After baking it for several weeks, we have finally decided Acid3 is stable enough to announce it is ready. We'll be working on a guide and other commentary in the coming weeks and months, but it'll take a while — Acid3 is far more complex than Acid2 was.

I have to say straight up that I've been really impressed with the WebKit team. Even before the test was finished, they were actively following up every single bug the test showed. Safari 3 (the last released version) scores 39/100 with bad rendering errors. At the start of last month their nightly builds were scoring about 60/100 with serious rendering errors.
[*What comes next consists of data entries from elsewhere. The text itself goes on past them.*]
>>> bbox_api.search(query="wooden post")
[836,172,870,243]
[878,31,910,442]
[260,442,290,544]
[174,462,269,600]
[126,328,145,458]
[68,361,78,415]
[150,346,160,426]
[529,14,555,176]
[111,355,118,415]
Now barely a month later the nightly builds are already up to 87/100 and most of the rendering errors are fixed. That's a serious testament to their commitment to standards. (Also, I have to say, it was quite difficult to find standards compliance bugs in WebKit to use in the test. I had to go the extra mile to get WebKit to score low! This was not the case with most of the other browsers.)

Speaking of standards, and of good news from browser development teams, Microsoft's IE team announced today that they were changing their mind about their mode switch, and that bug fixes they make to their rendering engine will be applied to pages in what HTML5 calls "no-quirks" mode (what has historically been known as "standards mode"). I'd like to congratulate the IE team on this brave decision. It's the right thing for the Web.

Meanwhile, HTML5 continues to make good progress. I have a page now which shows my progress in replying to e-mails, and as you can see from the changelog tracker, checkins are as fast and furious as ever.